The findings are detailed in the open-access journal Frontiers in Ecology and Evolution.
Through physiological, anatomical, and molecular experiments researcher found out that this species of the swallowtail butterfly, commonly known as Bluebottles butterflies, have large eyes that use their blue-green iridescent wings for visual communication. This fact indicates that their vision must be excellent.
“We have studied colour vision in many insects for many years, and we knew that the number of photoreceptors varies greatly from species to species. But this discovery of 15 classes in one eye was really stunning,” said lead author Kentaro Arikawa, a professor at the SOKENDAI.
Researchers note that further study is needed in order to assign a specific function all of the photoreceptors.
Bluebottles butterfly vs human beings
Humans have four classes of photoreceptors. Three of them, called cones, are for color vision. The other type of photoreceptor, called rods, are specialized for seeing shape, movement and changes in light and dark.
The large compound eyes possessed by butterflies cannot see as clearly as human eyes, but they are better at seeing a wide panorama, fast movement, polarisation and grades of colour.
Akariwa explained that these butterflies may have a slightly lower visual acuity than human beings but in many respects, they enjoy a clear advantage over us as they have a very large visual field, a superior ability to pursue fast-moving objects and can even distinguish ultraviolet and polarised light.
Why do they need 15 Photoreceptor classes?

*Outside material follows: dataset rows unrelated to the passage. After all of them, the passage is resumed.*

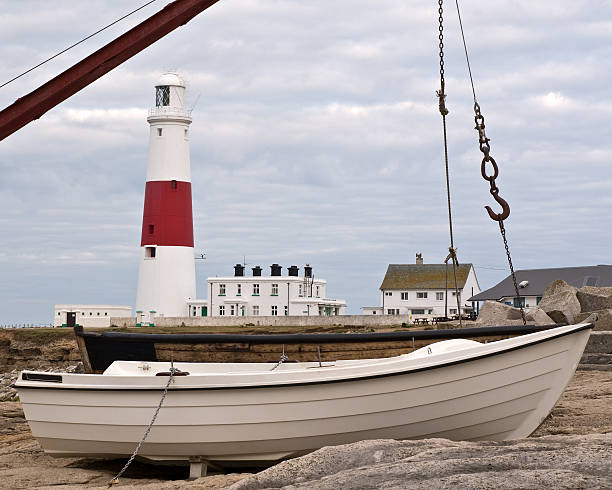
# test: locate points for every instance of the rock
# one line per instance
(560, 302)
(599, 343)
(552, 461)
(496, 313)
(593, 299)
(604, 319)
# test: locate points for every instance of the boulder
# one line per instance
(496, 313)
(560, 302)
(542, 462)
(603, 322)
(538, 316)
(593, 299)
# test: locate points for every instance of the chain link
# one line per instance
(129, 462)
(282, 359)
(502, 229)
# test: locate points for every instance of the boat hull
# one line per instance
(504, 393)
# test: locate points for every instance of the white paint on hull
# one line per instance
(503, 396)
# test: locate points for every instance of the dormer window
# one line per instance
(162, 96)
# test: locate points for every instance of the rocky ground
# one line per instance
(572, 449)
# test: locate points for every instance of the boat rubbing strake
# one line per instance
(248, 412)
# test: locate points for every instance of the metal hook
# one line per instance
(502, 202)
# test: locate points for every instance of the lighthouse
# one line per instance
(166, 276)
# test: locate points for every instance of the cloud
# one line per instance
(316, 138)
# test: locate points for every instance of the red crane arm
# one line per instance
(36, 103)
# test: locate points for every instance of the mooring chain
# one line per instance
(115, 480)
(282, 359)
(485, 148)
(444, 112)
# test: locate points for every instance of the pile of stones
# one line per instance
(561, 304)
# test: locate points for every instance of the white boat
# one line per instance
(229, 413)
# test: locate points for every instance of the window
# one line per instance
(162, 95)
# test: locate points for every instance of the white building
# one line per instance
(273, 295)
(419, 290)
(88, 315)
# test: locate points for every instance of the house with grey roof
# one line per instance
(533, 282)
(425, 291)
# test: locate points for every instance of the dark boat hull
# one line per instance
(100, 349)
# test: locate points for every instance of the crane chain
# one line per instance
(444, 112)
(485, 148)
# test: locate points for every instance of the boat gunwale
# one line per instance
(316, 338)
(56, 386)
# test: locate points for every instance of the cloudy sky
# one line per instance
(315, 138)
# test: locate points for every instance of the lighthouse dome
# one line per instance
(170, 79)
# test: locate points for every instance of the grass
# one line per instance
(42, 334)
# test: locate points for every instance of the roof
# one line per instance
(539, 279)
(423, 276)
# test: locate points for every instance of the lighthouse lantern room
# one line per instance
(166, 277)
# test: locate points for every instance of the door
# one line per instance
(71, 319)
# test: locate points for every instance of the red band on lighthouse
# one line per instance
(167, 219)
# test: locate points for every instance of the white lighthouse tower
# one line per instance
(166, 277)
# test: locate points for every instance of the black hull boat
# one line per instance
(100, 349)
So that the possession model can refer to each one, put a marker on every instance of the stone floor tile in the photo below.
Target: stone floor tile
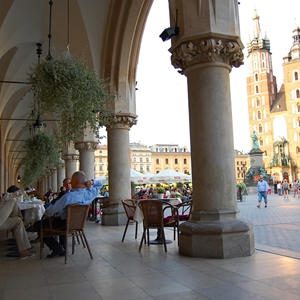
(75, 291)
(38, 293)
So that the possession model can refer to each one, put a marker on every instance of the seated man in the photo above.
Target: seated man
(82, 193)
(11, 221)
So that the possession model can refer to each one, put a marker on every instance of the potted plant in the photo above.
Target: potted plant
(71, 92)
(160, 192)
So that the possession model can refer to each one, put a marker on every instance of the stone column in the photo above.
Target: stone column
(70, 157)
(118, 168)
(49, 180)
(205, 50)
(54, 179)
(61, 173)
(87, 157)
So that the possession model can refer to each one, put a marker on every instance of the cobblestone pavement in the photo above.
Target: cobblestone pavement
(277, 227)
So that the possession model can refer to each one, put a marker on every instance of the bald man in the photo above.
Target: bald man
(82, 193)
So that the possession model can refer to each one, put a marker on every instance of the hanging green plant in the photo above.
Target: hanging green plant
(40, 153)
(71, 92)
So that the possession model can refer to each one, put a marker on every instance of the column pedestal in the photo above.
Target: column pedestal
(205, 52)
(118, 169)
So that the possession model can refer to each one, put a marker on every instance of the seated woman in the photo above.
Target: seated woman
(10, 220)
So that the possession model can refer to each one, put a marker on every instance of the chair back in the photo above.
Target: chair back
(153, 213)
(76, 216)
(129, 207)
(185, 210)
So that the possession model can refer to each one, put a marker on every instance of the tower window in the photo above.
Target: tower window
(261, 142)
(259, 115)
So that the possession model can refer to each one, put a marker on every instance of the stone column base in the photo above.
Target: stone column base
(113, 215)
(216, 239)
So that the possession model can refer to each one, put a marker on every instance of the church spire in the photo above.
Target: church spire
(258, 42)
(295, 50)
(257, 31)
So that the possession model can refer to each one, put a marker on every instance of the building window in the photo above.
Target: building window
(261, 142)
(259, 115)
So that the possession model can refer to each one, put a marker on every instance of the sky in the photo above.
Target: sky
(161, 98)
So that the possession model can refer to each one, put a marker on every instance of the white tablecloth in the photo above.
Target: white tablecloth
(33, 210)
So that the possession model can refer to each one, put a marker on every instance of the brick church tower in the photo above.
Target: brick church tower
(275, 115)
(261, 89)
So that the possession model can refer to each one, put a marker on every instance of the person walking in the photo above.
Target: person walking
(262, 190)
(285, 187)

The study claims that all the photoreceptors are used at the same time, sensing color, brightness, movement and shape.
The findings revealed that Common Bluebottles use only four classes of photoreceptors for routine color vision. The other eleven are used to detect very specific stimuli in the environment, for example, fast-moving objects against the sky or colourful objects hidden among vegetation.
Researchers determined that out of the 15 photoreceptor classes, one is stimulated by ultraviolet light, another by violet light, three stimulated by slightly different blue lights, one by blue-green light, four by green lights, and five by red lights.